Add the variant of fennel you are using to two cups of water. Bring to a low boil. Scorching temperatures can damage the volatile components of fennel, so the tea should not be brewed for longer than 2 or 3 minutes. Loose tea leaves, bagged tea, or other herbs can also be added to the teapot or strainer, depending on your taste.
Decant or strain the tea into a cup or teapot—flavor with sugar, honey, orange juice, or artificial sweeteners to taste.
Allow the tea to cool until comfortable to drink. This generally takes 5 to 10 minutes. Consume without considerable delay. The longer it sits, the more volatile compounds are released into the air and not into our digestive system.
Doses and Forms
If you can manage to get fresh fennel seeds from a health food store or from your plant, you can prepare your fennel tea. You can bake the seeds out by laying them flat and drying them in the sunshine for 2 or 3 days, or you can speed up the process by microwaving the seeds in increments of half a minute, checking on them often.
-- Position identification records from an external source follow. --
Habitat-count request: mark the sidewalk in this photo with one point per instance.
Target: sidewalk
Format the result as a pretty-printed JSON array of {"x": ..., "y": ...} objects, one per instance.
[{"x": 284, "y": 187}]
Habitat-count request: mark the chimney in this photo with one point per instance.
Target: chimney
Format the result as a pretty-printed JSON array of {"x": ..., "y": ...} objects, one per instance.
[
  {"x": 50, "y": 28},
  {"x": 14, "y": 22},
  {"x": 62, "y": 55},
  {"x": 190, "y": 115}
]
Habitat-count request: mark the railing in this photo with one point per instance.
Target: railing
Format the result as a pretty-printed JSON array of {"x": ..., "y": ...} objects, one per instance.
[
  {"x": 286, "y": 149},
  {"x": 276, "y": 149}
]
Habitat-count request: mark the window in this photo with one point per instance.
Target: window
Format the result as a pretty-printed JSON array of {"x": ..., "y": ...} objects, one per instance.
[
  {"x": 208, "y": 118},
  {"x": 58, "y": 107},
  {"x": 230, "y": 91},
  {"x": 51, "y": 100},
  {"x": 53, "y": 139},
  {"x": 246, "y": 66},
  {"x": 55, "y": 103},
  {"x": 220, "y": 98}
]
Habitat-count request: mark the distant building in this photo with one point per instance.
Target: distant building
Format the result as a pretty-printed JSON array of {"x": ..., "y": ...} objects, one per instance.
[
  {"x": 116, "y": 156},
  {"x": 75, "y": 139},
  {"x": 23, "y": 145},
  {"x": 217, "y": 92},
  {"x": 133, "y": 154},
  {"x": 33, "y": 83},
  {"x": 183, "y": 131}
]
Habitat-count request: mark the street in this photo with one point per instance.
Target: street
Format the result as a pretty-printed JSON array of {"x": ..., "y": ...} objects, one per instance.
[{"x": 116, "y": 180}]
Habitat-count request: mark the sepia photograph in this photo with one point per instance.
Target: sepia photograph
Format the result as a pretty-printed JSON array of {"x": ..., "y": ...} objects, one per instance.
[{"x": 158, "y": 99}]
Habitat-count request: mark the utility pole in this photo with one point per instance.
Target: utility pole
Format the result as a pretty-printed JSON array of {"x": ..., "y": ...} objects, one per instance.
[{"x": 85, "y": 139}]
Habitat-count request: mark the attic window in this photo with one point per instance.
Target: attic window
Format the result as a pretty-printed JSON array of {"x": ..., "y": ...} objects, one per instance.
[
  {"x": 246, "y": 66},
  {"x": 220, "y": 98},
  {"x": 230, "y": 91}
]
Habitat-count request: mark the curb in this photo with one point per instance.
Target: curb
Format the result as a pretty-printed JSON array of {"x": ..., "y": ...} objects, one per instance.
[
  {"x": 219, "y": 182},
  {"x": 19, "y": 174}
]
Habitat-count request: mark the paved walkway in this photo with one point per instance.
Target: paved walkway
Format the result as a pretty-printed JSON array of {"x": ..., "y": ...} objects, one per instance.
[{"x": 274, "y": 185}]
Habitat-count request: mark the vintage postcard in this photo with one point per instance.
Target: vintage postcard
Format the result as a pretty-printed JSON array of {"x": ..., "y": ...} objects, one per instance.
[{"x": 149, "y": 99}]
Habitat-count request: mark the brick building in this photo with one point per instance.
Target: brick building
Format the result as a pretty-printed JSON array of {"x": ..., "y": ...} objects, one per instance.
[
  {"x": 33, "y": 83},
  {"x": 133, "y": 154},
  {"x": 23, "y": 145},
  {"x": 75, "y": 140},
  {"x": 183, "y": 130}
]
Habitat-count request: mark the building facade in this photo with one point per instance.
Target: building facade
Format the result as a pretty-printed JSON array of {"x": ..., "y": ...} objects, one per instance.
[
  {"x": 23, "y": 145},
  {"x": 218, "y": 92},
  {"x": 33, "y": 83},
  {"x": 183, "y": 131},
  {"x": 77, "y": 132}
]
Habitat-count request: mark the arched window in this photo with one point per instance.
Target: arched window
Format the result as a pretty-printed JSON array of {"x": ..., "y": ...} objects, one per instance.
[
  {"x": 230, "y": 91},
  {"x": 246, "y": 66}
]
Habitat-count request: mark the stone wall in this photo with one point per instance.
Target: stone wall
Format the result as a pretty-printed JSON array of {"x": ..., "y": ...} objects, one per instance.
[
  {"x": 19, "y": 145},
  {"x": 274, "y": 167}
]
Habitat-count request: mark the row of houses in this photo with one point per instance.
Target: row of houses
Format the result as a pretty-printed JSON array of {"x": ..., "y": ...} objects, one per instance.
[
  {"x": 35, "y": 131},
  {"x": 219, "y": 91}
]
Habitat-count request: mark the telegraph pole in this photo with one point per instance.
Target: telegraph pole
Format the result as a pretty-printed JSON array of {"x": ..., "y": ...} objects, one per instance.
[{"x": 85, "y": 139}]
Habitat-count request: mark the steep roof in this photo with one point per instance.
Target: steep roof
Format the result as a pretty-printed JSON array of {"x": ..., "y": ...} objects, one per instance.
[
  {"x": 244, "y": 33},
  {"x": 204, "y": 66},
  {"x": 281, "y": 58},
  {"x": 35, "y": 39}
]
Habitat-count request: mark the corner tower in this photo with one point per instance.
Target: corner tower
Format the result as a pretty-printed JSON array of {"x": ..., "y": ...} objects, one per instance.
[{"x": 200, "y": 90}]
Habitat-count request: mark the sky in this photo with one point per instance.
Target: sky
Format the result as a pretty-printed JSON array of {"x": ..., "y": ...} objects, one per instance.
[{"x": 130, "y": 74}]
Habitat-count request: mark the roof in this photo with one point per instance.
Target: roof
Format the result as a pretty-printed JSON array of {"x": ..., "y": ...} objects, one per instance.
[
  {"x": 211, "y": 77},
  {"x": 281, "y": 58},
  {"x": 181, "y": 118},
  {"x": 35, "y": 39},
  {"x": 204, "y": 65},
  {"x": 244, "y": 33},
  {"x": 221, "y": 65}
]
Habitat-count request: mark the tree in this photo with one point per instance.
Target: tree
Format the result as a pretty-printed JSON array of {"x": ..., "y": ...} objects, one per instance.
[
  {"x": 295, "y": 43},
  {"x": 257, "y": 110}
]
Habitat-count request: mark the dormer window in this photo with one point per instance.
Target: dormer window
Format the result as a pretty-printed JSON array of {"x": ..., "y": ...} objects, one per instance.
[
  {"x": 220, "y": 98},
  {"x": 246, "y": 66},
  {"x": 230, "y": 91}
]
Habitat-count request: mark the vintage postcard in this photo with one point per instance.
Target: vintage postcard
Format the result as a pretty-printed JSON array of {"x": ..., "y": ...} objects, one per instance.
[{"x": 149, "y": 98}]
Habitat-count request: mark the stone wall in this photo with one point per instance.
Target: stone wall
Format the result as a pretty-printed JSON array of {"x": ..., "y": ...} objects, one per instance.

Then just crush the seeds and use them in an empty tea bag or tea ball, steeping in hot water for 10 to 15 minutes.
You can also buy fennel seed tea that is ready to steep.
Keep in mind that the longer you steep the tea, the stronger it will taste. There is no prescribed daily limit established for how much fennel tea is safe to consume. Since fennel tea impacts digestion, start with one cup at a time and see how your body reacts to taking it.
[Also Read: Bay Leaf Tea Benefits]
Risks and side effects
There is some debate over whether fennel should be used to soothe infant colic. Estragole, which is present in fennel, might not be safe for babies or any individual when they’re exposed to it in large amounts. Pregnant women should avoid drinking fennel tea.
The estrogen that is activated in the fennel seed’s oil could confuse their pregnant body, which is already experiencing a surge in all types of hormones.
Fennel belongs to the carrot group, so avoid drinking fennel if you’re allergic to carrots or other plants in that family — including mugwort or celery. If you have a bleeding disorder or use blood thinners, you should also use caution when drinking fennel tea.
This ancient remedy is under research, and the researchers are learning more about how fennel can heal or treat our bodies. For most individuals, fennel tea can be an effective and safe remedy for everything from insomnia to digestive issues.
Introduce fennel tea into your regimen slowly, making sure to note any adverse effects that it seems to create in your body.